Stacy Fuller, the student representative of the BOV, said it took $500,000 to run the 10 cut sports teams out of JMU’s $21 million operating budget for athletics.
“There is no way we would have cut 10 sports programs for $500,000,” Bourne said. “There are not enough dollars involved to make this a financial decision.”
Fuller said one of her main concerns is the issue of reverse discrimination.
“I think they need to take it to Richmond and Washington, D.C.,” Fuller said. “I think it’s going to be a thing that most schools are going to have to deal with, because female enrollment is going up so high nationwide.”
Aftermath
In the wake of the Title IX decision, three women’s teams will benefit by receiving full NCAA scholarships: golf, tennis and swimming — all of which lost scholarships in 2001. Also, the men’s tennis and golf teams were granted partial scholarships and will receive full ones by 2011.

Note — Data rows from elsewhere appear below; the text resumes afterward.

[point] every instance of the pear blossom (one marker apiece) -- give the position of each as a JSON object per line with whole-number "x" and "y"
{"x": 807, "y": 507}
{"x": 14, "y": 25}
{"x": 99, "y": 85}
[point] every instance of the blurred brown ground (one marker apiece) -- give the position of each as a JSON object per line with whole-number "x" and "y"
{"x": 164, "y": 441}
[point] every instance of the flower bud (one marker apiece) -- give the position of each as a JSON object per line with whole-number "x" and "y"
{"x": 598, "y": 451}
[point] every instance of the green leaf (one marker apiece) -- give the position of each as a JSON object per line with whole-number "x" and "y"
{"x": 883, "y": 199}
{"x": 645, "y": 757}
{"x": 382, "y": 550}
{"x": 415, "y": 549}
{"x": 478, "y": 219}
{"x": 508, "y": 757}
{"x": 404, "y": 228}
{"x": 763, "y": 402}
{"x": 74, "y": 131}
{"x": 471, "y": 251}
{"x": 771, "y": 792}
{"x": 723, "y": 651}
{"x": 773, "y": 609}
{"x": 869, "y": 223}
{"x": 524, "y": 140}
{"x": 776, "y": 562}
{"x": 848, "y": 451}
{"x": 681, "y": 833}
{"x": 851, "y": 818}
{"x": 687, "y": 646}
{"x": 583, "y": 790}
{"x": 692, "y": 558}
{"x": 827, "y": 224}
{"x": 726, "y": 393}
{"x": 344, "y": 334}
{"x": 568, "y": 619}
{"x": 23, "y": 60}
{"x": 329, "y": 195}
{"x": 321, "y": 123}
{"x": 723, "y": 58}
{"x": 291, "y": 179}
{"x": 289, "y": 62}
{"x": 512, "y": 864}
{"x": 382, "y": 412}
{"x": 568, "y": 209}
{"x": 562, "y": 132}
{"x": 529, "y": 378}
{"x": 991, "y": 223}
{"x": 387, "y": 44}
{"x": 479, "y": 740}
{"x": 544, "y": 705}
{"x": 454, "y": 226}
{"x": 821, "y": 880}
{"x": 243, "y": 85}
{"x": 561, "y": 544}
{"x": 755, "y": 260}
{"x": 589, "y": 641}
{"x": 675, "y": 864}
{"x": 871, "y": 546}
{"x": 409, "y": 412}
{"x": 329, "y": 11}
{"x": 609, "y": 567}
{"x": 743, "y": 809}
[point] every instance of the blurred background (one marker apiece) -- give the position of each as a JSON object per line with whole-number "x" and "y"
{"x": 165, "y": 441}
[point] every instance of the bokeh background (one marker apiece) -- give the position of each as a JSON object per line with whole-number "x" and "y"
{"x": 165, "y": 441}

“It’s bittersweet,” JMU women’s tennis coach Maria Malerba said. “I was on the other side of this five years ago, and I was devastated by [the scholarship cuts]. But I still had a team and a job.”
JMU men’s swimming coach Chris Feaster isn’t as lucky.
Feaster approached the administration in August about Title IX rumors. He was told then they were not true.
“I’m not worried about myself, I’m worried about the team,” Feaster said.
While underclassmen student-athletes may look to transfer, many juniors may not have that option.
Junior Brian Freitag, who placed second in the 400 and 200-yard individual medley in the 2005-’06 Colonial Athletic Association championships, said, “It makes no sense to transfer.”
For many juniors, transferring would require a fifth year (without eligibility) for them to graduate.
Many of the impacted teams have been improving in the conference, which makes the decision even harder to swallow. Men’s swimming, for example, jumped from seventh to fourth in the CAA last year and is vying for its 10th-conference championship in its 32-year history at JMU.
“We’re on the cusp and we won’t be allowed to reach the pinnacle,” Feaster said. “We can win without scholarships, but not without a team.”